Geremia 21:1

1 La parola che fu rivolta a Geremia da parte dell'Eterno, quando il re Sedechia gli mandò Pashur, figliuolo di Malchia, e Sefonia, figliuolo di Maaseia, il sacerdote, per dirgli:

L'UOMO PROPONE, DIO DISPONDE

'La parola che fu rivolta a Geremia dal Signore.'

Geremia 21:1

I. La domanda ansiosa del re. — Era l'ultima estremità dell'assedio quando Sedechia inviò questo messaggio a Geremia. Il suo popolo e lui avevano rimandato la loro adesione agli avvertimenti e agli inviti dell'amore di Dio fino all'ultima ora possibile, e ora erano più desiderosi di immunità dalle conseguenze dei loro peccati che di pentirsi e di tornare a Dio. La risposta è stata immediata, che ora bisogna lasciare che le cose seguano il loro corso. È stato, tuttavia, aggiunto che anche ora tutti coloro che hanno osato agire con fede e andare verso gli assedianti avrebbero salvato la vita.

Che prova di fede c'era qui! Sembrava che valesse la pena rischiare tutto e restare in città piuttosto che avventurarsi in quelle schiere terribili che si erano radunate intorno. Ma non c'era alternativa. Stare in città era morte certa, andare in quella che sembrava una morte certa avrebbe assicurato la vita.

Gli uomini possono raggiungere un certo punto con il male, quando i disastri che i loro peccati hanno corteggiato sono inevitabili. Come hanno seminato, devono mietere. Poiché hanno fatto rotolare le rocce, devono vedere la devastazione operata sulle loro case. Eppure anche allora c'è una via di fuga. Abbi il coraggio di confidare in Dio: fai ciò che sembra più stolto, più probabile che cada in un disastro ancora più grande, perché Egli lo ordina; lasciati guidare dalla sua parola.

II. La risposta sgradita del profeta. —Dev'essere costato molto a Geremia prima che la sua natura timida e sensibile potesse diventare il portavoce di un messaggio così sgradito al suo re e al suo popolo, nell'ora della loro terribile estremità.
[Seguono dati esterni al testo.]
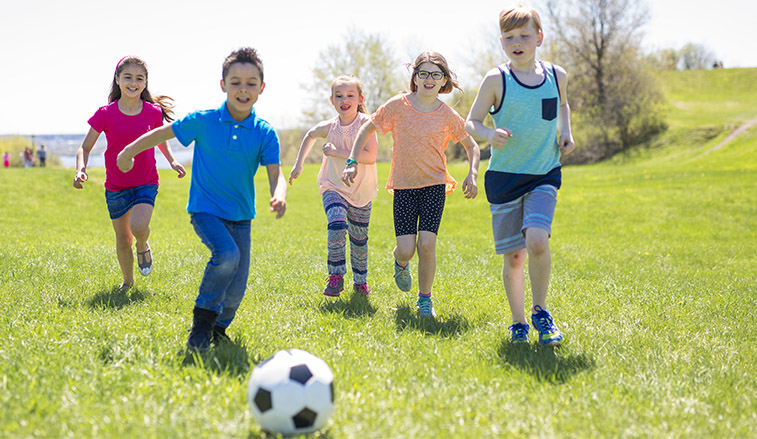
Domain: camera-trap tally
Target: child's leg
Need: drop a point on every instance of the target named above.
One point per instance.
(224, 260)
(539, 264)
(538, 211)
(240, 233)
(124, 251)
(515, 284)
(426, 261)
(139, 223)
(336, 214)
(358, 219)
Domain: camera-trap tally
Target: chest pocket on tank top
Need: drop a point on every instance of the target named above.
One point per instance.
(549, 108)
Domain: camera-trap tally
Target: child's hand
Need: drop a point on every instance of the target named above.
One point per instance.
(498, 137)
(329, 149)
(349, 174)
(566, 145)
(80, 178)
(124, 163)
(470, 186)
(178, 167)
(278, 205)
(295, 173)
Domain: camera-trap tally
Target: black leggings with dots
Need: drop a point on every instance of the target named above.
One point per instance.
(418, 209)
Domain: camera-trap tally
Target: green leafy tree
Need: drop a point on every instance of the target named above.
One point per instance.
(613, 95)
(368, 57)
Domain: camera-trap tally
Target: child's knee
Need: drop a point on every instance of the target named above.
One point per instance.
(537, 241)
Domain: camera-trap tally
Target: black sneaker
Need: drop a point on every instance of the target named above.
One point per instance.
(218, 335)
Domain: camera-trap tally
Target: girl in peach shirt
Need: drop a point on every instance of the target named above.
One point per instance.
(421, 126)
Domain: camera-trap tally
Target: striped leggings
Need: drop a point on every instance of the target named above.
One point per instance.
(344, 219)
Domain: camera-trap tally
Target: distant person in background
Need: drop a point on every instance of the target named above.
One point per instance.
(42, 155)
(131, 112)
(28, 157)
(348, 208)
(528, 103)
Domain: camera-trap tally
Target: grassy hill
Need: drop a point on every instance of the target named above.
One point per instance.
(653, 285)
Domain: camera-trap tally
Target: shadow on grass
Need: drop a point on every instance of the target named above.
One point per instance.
(548, 364)
(116, 298)
(407, 318)
(229, 357)
(358, 306)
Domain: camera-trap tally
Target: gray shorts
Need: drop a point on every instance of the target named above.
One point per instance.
(510, 220)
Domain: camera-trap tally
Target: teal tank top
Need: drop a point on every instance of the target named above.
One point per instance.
(530, 112)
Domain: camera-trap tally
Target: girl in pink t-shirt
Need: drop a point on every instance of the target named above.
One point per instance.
(348, 207)
(131, 112)
(421, 126)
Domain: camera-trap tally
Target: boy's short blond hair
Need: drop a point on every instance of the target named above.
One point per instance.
(518, 16)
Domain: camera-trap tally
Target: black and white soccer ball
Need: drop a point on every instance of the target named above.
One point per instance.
(291, 393)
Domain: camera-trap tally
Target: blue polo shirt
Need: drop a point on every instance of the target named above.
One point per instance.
(226, 157)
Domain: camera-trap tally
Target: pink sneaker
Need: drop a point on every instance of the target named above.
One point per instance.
(363, 289)
(334, 286)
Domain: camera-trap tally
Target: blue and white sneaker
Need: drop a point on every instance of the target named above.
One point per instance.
(519, 333)
(549, 335)
(402, 276)
(425, 307)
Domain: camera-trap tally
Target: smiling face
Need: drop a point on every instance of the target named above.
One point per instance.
(520, 43)
(428, 86)
(242, 86)
(132, 81)
(346, 99)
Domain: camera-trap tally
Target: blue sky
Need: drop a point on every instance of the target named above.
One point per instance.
(58, 57)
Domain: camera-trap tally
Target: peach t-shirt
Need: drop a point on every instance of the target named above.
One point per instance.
(363, 190)
(420, 140)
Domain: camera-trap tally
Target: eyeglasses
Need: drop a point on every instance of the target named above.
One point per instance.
(422, 74)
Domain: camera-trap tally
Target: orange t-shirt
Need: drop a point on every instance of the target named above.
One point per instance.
(420, 140)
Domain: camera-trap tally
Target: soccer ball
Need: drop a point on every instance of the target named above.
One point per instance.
(291, 393)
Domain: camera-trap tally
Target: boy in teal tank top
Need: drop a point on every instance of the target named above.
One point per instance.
(527, 100)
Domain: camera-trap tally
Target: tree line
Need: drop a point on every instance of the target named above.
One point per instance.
(615, 99)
Ma c'è sempre un grande bisogno di un tale ministero.

(1) Ai non convertiti . A che cosa servono gli appelli a venire a Gesù finché il peccatore non vede il terribile pericolo in cui sta correndo? A che giova esaltare il balsamo di Galaad finché l'anima malata dal peccato non abbia udito la diagnosi della sua condizione fatale? Il marinaio non si attaccherà al salvagente finché non sarà sicuro che la sua nave sia condannata. Uno dei ministeri più importanti del servo di Dio è quello di distruggere la falsa fiducia, abbattere i rifugi della menzogna e mostrare la totale disperazione di qualsiasi sforzo per ottenere l'accettazione con Dio se non attraverso l'opera compiuta di Cristo.
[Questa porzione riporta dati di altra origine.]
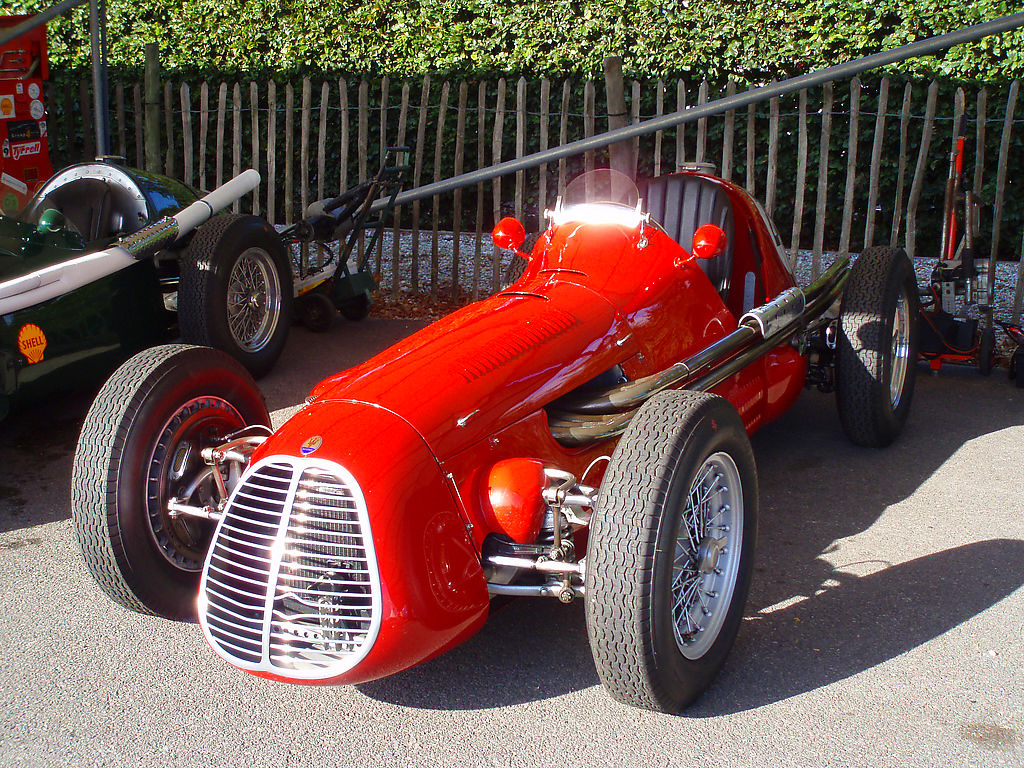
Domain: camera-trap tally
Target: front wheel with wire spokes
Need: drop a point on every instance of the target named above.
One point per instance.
(236, 291)
(671, 548)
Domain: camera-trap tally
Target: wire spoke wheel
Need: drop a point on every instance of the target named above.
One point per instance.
(253, 299)
(236, 291)
(669, 559)
(177, 470)
(140, 446)
(707, 559)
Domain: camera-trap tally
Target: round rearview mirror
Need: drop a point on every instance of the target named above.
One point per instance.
(709, 241)
(509, 233)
(2) A coloro che mancano di sicurezza . ‑ Quando gli uomini dicono di credere in Cristo, ma mancano di sicurezza, accade molto spesso che non abbiano riparato certi torti passati. In tali momenti c'è spazio per una profonda ricerca e approfondimento, che rivelerà l'ostacolo nascosto allo sgorgare del ruscello imprigionato.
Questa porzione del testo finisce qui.